Но картина, которую он увидел, резко отпечаталась у него в памяти. Два охранника, широко шагая, быстро прошли по тюремному коридору; в скудном освещении их темные фигуры казались огромными и тускло размытыми, между ними волоклась третья фигура. Человек, которого они волокли, держа его с обеих сторон под руки, бессильно провисал животом вниз, его голова свешивалась к полу, а ноги тащились по каменным плиткам; и вместе с тем во всем его теле угадывалась какая-то неживая оцепенелость. Носки ботинок скребли пол, иногда цеплялись за швы между плитками, — этот прерывистый скребущий шорох можно было принять за шарканье. Слипшиеся пряди серых волос свисали на покрытый испариной лоб и в стороны, к безвольно открытому рту. Изо рта тянулась струйка слюны. Когда охранники с осужденным скрылись, в коридоре некоторое время плавало детское хнычащее «у-а-о» и слабые, совсем не мужские стенания. Но прежде чем хлопнула бетонная дверь, замыкающая коридор одиночного блока, Богров два раза пронзительно вскрикнул, и Рубашов различил не только гласные — в отрывистых, распадающихся на слоги воплях он отчетливо услышал:
«Рубашов, Рубашо-о-ов!», — Богров обращался именно к нему.
Крики взломали тяжелое безмолвие и словно бы рассеяли желтое марево. Лампы загорелись полным накалом, где-то зазвучали шаги надзирателя, и Четыреста шестой простукал в стенку:
всавай проклятьем заклейменныйРубашов неподвижно лежал на койке; он не помнил, как до нее добрался. Ему еще слышался мрачный рокот, но в камере уже установилась тишина — буднично спокойная тишина одиночки. Четыреста второй, наверное, спал. Земное существование Михаила Богрова было, по всей вероятности, закончено.

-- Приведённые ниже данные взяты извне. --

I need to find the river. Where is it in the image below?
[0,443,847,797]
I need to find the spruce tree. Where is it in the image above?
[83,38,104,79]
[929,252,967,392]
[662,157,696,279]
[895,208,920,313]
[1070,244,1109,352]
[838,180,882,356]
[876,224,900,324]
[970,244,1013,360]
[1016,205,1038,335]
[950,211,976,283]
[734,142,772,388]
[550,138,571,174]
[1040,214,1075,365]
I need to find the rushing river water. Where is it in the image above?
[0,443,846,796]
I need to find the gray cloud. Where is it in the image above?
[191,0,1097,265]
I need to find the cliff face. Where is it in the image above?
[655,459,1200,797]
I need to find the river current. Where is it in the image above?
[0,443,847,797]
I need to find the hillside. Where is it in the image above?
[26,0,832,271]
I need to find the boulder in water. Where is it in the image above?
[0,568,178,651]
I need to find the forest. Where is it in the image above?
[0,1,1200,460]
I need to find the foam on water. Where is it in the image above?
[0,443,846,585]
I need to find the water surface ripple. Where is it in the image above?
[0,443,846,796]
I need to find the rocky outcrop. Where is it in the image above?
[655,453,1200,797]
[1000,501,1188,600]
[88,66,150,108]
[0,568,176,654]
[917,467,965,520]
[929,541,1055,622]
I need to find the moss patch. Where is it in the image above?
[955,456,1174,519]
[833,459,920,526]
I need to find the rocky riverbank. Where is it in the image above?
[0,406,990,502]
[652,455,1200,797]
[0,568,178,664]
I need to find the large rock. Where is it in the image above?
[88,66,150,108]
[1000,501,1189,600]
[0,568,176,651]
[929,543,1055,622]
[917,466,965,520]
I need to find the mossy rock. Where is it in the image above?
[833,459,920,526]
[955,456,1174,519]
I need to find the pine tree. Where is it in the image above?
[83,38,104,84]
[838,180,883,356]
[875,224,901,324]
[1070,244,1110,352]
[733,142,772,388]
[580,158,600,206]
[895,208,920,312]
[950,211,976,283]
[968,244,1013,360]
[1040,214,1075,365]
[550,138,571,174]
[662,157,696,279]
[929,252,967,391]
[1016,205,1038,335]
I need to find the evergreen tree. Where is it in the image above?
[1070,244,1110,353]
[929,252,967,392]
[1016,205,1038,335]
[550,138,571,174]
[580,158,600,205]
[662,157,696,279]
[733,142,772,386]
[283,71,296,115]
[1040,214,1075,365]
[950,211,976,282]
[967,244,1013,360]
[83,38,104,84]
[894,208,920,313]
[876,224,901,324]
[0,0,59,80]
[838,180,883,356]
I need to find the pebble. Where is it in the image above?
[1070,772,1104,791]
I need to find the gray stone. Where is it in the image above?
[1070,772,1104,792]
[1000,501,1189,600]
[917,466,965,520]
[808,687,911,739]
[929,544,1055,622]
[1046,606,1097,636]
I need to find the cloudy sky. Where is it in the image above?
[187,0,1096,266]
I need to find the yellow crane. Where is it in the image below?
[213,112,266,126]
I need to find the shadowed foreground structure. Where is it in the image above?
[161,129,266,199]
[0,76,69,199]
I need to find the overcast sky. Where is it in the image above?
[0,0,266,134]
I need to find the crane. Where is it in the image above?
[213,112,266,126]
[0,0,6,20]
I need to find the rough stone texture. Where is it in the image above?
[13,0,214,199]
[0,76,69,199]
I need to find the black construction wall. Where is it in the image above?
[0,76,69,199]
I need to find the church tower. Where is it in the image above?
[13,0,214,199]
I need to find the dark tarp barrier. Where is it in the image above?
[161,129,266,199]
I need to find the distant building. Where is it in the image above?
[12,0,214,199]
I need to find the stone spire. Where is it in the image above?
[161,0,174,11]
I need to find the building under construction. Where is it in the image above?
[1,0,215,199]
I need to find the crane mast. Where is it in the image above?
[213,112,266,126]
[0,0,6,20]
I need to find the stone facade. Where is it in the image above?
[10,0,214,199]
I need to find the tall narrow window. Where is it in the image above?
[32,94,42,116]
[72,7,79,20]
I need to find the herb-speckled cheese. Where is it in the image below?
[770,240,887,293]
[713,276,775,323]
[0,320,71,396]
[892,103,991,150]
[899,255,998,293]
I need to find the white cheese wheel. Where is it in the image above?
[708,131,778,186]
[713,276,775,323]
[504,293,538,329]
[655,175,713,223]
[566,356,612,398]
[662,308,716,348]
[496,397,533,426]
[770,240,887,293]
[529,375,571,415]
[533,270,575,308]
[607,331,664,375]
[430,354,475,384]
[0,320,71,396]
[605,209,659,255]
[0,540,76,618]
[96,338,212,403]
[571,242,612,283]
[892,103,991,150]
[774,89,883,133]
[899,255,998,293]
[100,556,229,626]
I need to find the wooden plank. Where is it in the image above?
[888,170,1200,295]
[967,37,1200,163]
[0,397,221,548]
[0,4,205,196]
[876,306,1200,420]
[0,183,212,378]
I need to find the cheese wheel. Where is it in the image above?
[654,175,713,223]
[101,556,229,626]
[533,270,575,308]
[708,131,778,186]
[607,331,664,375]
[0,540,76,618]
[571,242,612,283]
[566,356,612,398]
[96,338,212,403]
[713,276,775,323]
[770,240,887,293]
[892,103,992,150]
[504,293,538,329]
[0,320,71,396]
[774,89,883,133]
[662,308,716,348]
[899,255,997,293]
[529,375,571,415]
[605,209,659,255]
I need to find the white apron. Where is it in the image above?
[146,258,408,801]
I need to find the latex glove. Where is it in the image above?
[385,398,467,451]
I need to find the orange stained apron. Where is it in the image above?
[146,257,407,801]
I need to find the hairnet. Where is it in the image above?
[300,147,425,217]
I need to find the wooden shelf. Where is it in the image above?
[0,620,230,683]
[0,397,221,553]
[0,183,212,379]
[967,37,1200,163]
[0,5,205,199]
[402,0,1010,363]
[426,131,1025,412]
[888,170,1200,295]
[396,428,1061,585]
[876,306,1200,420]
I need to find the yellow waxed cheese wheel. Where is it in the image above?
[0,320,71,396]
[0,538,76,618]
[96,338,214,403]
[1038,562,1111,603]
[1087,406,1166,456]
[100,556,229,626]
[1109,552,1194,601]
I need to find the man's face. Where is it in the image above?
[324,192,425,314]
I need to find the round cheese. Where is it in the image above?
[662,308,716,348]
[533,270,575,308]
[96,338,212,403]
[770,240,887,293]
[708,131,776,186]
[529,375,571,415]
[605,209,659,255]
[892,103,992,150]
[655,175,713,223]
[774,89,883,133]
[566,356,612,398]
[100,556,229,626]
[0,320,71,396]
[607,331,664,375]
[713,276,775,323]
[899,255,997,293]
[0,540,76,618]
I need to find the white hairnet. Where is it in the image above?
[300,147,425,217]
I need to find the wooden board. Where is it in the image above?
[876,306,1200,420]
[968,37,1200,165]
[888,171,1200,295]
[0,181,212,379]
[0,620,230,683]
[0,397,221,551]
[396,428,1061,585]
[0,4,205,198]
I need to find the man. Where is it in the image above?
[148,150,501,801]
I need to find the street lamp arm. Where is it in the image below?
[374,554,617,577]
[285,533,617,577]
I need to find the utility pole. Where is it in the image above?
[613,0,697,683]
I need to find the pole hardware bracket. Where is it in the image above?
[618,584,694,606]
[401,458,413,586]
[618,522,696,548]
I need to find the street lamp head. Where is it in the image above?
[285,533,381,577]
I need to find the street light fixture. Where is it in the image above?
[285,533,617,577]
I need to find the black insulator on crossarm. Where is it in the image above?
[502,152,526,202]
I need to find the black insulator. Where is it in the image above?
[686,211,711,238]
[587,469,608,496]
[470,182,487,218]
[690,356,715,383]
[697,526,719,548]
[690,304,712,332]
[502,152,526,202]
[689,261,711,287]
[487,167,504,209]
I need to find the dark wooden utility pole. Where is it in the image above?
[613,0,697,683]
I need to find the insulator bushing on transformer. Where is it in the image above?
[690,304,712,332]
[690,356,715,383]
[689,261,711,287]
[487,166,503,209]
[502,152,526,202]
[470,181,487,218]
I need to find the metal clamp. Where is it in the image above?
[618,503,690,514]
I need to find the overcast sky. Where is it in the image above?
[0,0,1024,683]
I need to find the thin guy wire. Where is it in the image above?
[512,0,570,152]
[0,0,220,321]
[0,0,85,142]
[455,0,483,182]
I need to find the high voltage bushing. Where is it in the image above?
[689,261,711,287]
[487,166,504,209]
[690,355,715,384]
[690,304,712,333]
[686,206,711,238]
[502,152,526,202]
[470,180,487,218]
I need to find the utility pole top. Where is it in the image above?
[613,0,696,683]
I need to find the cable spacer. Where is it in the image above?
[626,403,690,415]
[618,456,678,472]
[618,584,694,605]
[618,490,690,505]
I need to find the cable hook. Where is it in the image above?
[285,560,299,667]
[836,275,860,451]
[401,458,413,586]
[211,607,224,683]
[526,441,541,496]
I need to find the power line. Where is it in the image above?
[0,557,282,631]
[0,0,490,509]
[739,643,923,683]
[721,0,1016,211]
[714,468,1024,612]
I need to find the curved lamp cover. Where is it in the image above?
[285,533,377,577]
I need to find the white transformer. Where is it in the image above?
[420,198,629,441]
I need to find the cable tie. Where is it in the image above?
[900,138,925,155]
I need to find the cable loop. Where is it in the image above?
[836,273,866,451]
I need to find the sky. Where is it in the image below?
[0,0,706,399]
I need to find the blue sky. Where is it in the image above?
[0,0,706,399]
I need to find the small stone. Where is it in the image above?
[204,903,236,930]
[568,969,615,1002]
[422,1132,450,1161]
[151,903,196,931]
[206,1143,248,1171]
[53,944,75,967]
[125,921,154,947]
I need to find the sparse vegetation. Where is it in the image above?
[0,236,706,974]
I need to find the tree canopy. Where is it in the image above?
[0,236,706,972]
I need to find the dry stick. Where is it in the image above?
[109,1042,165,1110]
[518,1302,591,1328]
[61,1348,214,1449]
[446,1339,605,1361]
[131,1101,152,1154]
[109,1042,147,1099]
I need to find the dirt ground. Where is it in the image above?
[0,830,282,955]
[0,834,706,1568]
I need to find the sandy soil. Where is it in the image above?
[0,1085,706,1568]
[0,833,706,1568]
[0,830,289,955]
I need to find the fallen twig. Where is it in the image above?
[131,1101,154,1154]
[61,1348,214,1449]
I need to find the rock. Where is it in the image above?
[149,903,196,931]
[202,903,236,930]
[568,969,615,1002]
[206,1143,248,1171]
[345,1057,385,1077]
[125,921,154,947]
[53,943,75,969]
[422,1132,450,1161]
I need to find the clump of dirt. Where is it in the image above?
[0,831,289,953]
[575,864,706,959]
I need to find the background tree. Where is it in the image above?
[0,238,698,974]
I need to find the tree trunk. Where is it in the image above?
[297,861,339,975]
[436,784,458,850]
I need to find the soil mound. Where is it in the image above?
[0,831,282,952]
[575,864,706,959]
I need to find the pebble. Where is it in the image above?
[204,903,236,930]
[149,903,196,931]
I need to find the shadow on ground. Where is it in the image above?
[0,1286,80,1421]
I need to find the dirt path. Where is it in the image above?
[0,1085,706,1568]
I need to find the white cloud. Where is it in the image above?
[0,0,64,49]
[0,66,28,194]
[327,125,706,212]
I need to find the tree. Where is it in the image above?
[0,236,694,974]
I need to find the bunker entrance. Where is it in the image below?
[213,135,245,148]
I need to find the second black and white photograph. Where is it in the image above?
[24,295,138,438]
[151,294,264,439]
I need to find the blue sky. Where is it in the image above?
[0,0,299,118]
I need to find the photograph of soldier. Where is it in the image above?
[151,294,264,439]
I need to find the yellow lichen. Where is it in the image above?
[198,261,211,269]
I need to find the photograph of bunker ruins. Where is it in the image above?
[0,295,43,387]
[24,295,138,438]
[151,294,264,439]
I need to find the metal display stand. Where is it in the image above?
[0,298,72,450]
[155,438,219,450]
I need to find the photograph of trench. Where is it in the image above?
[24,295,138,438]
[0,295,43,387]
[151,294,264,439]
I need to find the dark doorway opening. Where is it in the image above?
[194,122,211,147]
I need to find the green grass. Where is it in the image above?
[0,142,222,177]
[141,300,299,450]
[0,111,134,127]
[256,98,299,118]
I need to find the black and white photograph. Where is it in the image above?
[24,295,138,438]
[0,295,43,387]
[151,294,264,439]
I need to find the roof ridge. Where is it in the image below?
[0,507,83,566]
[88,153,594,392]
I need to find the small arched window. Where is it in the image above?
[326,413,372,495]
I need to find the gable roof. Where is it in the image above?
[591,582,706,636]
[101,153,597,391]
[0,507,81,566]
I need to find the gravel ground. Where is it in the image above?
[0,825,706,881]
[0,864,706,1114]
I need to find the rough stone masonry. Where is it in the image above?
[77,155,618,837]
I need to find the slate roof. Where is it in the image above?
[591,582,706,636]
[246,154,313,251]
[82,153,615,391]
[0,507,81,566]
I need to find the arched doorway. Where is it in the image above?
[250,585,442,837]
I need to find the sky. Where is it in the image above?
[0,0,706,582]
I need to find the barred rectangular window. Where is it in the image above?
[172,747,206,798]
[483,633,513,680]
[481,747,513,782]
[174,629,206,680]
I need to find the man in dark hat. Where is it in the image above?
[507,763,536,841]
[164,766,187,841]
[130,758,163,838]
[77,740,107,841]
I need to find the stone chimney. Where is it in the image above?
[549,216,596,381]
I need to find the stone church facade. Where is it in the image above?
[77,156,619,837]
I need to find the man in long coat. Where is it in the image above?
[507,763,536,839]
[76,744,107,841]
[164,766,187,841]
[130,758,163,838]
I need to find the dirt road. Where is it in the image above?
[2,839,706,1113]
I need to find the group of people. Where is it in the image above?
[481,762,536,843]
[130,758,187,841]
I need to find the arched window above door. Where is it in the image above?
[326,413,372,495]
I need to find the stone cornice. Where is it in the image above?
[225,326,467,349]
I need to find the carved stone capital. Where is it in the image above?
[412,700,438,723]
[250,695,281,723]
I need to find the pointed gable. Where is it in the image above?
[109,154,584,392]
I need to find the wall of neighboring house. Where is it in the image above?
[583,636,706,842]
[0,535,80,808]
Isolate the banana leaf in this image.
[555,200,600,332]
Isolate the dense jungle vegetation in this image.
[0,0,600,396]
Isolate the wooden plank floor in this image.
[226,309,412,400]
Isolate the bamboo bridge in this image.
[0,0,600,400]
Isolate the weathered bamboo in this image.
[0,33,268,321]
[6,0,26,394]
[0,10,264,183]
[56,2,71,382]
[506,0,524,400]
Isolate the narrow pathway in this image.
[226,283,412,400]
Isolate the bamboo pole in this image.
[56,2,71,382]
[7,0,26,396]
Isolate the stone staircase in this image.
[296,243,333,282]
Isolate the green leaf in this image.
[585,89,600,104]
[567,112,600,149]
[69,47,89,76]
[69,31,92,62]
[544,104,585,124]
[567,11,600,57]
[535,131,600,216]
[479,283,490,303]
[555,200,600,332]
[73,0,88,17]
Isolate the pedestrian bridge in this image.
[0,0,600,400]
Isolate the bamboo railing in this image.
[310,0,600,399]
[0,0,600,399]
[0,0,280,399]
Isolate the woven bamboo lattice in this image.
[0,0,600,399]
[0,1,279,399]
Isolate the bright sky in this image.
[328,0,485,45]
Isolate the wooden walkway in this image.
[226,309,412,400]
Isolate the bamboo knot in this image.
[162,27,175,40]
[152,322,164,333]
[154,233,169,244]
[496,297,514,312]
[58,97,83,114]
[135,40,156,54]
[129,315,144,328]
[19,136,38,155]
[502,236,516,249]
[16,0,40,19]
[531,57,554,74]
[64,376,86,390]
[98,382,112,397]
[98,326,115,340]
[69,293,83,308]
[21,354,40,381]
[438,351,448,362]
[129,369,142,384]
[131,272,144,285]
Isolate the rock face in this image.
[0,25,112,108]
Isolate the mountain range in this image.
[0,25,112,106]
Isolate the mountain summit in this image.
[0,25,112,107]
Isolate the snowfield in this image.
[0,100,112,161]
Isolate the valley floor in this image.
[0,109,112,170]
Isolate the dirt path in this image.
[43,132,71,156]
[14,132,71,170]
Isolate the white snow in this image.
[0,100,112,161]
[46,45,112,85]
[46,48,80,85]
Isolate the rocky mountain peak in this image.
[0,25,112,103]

«Рубашо-о-ов!» — дважды повторенный вскрик все еще звучал в ушах Рубашова. Зрительный образ казался стертым; неживая, бессильно прогнувшаяся фигура, струйка слюны, взмокшее лицо и ноги, скребущие каменный пол, — это пятнадцатисекундное видение никак не совмещалось с Михаилом Богровым. Как им удалось такого добиться? Как им удалось довести Богрова, сильного и сурового моряка с броненосца, до слабеньких стенаний и детского хныканья? И Арлова… что же происходило с Арловой, когда ее волокли по тюремному коридору?
Рубашов стремительно сел на койке и прижался виском к холодной стене, за которой спал Четыреста второй; он боялся, что его опять сейчас вырвет. До нынешней ночи он не представлял себе смерти Арловой с такими подробностями. Смерть была отвлеченным понятием; и хоть Арлова вспоминалась с тяжелым чувством, Рубашов до сих пор ни разу не усомнился в логической оправданности своего поведения. А теперь вот, чувствуя во рту блевотину, взмокший, с прилипшей к спине рубахой, он видел безумие подобной логики. Хныканье Богрова заглушило доводы, которые доказывали его правоту. Жизнь Арловой входила в уравнение, и логически ею следовало пожертвовать, потому что иначе уравнение не решалось. И вот оно перестало существовать. Ноги Арловой, скребущие пол, стерли строгие логические символы. Малозначащий фактор стал вдруг важнейшим, единственно значимым, а детское хныканье и лишенный человеческих интонаций голос, которым Богров взывал к Рубашову, и прощальный угрюмо-торжественный рокот заглушили спокойный голос рассудка, как гром заглушает шелест листвы.
В конце концов Рубашов уснул — сидя на койке и привалившись к стене; над его плотно закрытыми глазами поблескивало так и не снятое пенсне.